I don't think the GC in this version has the features required to enable a C# runtime on top of it yet: https://github.com/WebAssembly/gc/issues/77
I wonder what language this GC can actually be used for at this stage?
OCaml with wasocaml: https://github.com/OCamlPro/wasocaml
Dart for a long time now.
I'm not familiar with all the implementation details of objects in C#, but the list of issues mixes runtime implementation details (object layouts) that should be fairly low effort to work around with actual language/runtime features (references, finalization).
In general though most regular C# code written today _doesn't directly_ use many of the features mentioned apart from references. Libraries and bindings however do so a lot since f.ex. p/invoke isn't half as braindead as JNI was, but targeting the web should really not bring along all these libraries anyhow.

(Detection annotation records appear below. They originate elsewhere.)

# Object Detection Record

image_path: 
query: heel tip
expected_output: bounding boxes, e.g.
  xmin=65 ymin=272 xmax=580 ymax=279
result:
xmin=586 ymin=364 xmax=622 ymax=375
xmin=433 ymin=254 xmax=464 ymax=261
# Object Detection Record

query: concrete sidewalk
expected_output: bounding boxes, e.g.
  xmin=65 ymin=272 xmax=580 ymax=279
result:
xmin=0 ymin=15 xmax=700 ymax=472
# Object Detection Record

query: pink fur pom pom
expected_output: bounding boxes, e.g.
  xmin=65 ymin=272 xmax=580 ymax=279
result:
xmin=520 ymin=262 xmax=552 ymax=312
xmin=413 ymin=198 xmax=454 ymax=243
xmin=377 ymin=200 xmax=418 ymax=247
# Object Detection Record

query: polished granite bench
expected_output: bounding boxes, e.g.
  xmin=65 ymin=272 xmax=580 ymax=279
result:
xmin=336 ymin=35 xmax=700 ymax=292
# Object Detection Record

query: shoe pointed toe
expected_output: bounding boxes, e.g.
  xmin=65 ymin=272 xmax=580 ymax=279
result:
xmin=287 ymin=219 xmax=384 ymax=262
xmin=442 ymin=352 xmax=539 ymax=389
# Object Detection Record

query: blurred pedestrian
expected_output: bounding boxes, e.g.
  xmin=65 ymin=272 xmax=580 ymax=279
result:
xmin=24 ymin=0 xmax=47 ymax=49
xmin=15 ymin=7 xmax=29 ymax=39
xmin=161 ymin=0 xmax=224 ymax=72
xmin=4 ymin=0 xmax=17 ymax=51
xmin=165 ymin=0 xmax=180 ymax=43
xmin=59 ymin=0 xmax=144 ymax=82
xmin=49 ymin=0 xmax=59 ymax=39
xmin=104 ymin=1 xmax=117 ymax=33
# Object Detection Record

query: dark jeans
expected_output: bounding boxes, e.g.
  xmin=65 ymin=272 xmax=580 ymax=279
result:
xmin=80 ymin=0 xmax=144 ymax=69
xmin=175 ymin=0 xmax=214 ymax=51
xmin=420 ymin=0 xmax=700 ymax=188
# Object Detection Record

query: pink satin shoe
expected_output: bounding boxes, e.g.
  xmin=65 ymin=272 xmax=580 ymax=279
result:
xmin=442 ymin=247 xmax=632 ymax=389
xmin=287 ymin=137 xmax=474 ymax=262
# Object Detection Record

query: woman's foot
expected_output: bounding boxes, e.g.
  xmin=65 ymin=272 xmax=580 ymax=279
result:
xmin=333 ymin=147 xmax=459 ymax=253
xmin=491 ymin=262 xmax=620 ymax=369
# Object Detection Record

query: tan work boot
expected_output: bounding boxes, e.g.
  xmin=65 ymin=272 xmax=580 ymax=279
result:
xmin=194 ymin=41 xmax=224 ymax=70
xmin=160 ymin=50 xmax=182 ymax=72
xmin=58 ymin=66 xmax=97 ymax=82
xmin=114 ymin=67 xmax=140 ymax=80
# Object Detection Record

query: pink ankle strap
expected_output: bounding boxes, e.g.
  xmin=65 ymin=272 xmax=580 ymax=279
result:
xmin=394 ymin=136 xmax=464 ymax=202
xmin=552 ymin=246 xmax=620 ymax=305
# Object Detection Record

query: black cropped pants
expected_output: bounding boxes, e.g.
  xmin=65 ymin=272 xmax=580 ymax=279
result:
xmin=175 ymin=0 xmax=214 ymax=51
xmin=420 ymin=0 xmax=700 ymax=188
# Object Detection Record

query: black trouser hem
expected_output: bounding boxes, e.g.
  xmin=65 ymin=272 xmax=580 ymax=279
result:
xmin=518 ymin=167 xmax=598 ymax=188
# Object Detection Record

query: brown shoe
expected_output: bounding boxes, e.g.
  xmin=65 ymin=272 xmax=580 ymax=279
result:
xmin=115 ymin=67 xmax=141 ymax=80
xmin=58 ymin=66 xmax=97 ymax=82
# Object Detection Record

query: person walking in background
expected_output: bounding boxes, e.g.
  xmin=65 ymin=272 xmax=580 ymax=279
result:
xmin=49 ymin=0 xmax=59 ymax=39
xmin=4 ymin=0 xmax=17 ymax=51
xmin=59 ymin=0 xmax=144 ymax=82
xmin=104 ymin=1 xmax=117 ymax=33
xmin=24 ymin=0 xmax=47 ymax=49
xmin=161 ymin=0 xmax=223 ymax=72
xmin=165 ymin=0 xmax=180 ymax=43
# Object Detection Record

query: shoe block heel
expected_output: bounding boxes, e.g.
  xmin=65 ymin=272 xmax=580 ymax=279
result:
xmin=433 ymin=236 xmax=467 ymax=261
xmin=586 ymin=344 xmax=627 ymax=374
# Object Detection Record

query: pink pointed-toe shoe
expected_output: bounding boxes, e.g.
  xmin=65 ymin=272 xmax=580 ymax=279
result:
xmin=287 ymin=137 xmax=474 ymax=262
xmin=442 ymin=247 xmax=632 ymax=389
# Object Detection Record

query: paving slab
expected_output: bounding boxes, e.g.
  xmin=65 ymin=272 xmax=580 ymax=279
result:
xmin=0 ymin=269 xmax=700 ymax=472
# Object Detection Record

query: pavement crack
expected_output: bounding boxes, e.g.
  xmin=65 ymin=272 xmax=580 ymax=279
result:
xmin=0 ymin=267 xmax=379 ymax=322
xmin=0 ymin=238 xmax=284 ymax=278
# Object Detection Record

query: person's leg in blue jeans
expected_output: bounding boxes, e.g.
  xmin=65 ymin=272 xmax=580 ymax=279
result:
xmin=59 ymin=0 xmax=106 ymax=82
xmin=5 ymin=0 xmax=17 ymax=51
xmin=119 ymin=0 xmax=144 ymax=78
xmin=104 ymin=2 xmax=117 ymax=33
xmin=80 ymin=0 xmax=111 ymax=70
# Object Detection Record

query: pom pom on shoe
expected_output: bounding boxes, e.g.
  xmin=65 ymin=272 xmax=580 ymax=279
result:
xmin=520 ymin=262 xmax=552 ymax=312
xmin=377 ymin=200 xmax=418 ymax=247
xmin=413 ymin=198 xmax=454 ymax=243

So, making a MSIL runtime that handles most common C# code would map pretty much 1-1 with Wasm-GC, some features like ref's might need some extra shims to emulate behaviour (or compiler specializations to avoid too bad performance penalties by extra object creation).
Regardless of what penalties,etc goes in, the generated code should be able to be far smaller and far less costly compared to the situation today since they won't have to ship both their own GC and implement everything around that.
Kotlin/WASM is a thing
The article answers your question, there are at least 6 languages: Java, OCaml, Scala, Kotlin, Scheme, and Dart.